En total nos dijeron que había unas 240 piezas de cerámica ahí colocadas, o esparcidas en este jardín. No son piezas que uno considere cabalmente como tales, no es algo que uno va a ver en forma individual, una por una, como en una exposición convencional. Nada que alguien quisiera comprar o llevarse a su casa para poner en algún lugar visible. Lo que importaba aquí era el conjunto, caminar por esos estrechos senderos ruidosos de piedras y hojas, y sentir esa presencia como de desierto y flores blancas abriéndose en medio del gris y el marrón más seco que puedan imaginar. Lo ideal era sentarse en los escalones de la entrada (afortunadamente esa tarde de sábado éramos los únicos asistentes), y quedarse un rato escuchando a esas piedras y esas flores y bocas y rostros de cerámica, quejosos y silenciosos, en la semipenumbra de la capilla y olorosos de pino.

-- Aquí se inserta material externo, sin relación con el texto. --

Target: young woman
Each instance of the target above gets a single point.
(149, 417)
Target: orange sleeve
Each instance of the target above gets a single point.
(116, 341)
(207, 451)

Segio de la Peña escribió la presentación de la instalación, y narra que estas piezas se hicieron evocando las visitas de Hugo al estado de Chiapas, donde hace muchos años llevó una compañía de teatro guiñol que daba funciones en idiomas indígenas para las comunicadades de los Altos y las Cañadas. En un breve video que también estaba disponible si uno se lo pedía al guardia, se explicaba que para conseguir el aspecto erosionado de las máscaras el artista de Cuernavaca las puso crudas bajo un goteo de agua, que lentamente labró o desdibujó algunas facciones.
A los lados, contra las paredes, Velásquez amontonó cachivaches del taller, algo personal, un pequeño misterio para compartir con los que conocen: tabiques rotos de horno, fierros y metales oxidados, y en el antiguo altar, un amasijo de refractarios pegoteados con antiguos esmaltes, testimonio de algún desastre. Decenas de conos pirométricos servidos, prolijamente colocados en bases de pasta como dados, y una lluvia de esa viruta o aserrín que viene en las cajas de los conos Norton, y que (creo) sólo los ceramistas conocen o pueden identificar.
Salimos un poco meditabundos, impresionados, con la sensación de haber entrado a un rincón oculto de la cerámica. Nada parecido a lo tradicional, a las piezas lucidoras que llaman la atención, que hablan de mensajes individuales, de búsquedas estéticas preciosistas. Repito lo del conjunto y la emoción del paisaje antiguo y seco, primordial y meditativo. Quizá esa fue la única intención de Hugo.
No puedo asegurarles que algún día puedan ver otra vez esta instalación, pero quisimos que nuestros amigos supieran de ella y se la imaginaran.